According to government warnings, al Qaeda is trolling around looking for doctors who might be willing to implant explosives into people. Because apparently they think The Dark Knight is a documentary.

This is silly on so many levels. First, this explosive would be next to useless for anything other than killing the person it is inside of. The mass of the body would act as a shield and you’d have no real shrapnel flying around. Just lots of chunky salsa. Second, how would one detonate this? I picture someone with a fuse sticking out of their liver. Ok, they’d probably use a cell phone or something, but that just complicates matters further. Third, how many people would die from an infection or complications before they had a chance to detonate? Fourth, really guys? That’s the best you can come up with? Losers.

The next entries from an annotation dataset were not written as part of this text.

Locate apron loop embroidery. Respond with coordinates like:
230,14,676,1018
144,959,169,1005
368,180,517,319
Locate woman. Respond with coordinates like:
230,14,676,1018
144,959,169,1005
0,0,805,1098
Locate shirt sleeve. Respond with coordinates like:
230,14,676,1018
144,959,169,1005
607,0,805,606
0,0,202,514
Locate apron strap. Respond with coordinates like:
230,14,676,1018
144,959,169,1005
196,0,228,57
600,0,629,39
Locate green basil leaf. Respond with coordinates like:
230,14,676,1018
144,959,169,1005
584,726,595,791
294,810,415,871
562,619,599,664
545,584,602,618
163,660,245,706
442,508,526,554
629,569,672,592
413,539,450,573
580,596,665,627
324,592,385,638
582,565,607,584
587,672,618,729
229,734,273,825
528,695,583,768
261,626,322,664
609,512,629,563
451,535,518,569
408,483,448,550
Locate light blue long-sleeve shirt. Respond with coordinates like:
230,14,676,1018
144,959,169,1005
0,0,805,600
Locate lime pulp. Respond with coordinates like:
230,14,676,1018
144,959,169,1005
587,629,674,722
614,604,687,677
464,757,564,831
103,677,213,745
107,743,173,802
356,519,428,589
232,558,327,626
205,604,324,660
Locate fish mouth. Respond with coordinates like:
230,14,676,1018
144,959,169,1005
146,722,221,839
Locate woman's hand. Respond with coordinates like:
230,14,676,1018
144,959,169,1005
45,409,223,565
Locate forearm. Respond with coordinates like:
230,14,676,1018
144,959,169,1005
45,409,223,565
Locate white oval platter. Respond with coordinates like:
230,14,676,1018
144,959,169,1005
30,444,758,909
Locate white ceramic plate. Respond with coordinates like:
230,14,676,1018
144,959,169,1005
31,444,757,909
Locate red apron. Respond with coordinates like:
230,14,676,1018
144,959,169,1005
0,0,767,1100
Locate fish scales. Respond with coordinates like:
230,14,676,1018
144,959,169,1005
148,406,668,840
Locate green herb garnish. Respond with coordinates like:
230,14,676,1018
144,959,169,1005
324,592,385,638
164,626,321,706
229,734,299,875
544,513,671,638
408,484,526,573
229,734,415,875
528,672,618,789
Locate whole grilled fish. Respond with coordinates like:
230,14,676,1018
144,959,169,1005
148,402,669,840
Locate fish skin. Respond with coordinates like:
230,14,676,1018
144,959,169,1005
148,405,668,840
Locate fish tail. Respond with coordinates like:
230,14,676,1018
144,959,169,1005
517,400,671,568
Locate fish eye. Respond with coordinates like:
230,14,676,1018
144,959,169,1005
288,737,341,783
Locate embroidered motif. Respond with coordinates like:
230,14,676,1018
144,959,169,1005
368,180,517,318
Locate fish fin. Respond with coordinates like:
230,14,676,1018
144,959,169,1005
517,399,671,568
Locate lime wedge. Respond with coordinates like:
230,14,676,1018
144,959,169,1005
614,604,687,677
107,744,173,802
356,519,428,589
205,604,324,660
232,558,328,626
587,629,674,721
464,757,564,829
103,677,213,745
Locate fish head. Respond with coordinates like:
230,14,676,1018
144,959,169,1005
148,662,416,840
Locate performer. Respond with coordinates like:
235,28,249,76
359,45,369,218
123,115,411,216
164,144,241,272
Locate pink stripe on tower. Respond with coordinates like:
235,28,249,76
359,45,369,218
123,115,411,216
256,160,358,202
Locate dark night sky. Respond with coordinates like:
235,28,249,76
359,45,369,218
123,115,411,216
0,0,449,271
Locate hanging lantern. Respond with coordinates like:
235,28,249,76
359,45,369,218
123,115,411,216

What’s really stupid, however, is the government warning about this. It serves only to make people paranoid and, realistically, I think it would be unlikely they could find an implanted bomb through normal screening methods. From CNN’s article on this:

“As a precaution, passengers flying from international locations to U.S. destinations may notice additional security measures in place. These measures are designed to be unpredictable, so passengers should not expect to see the same activity at every international airport,” [spokesman Nicholas] Kimball said.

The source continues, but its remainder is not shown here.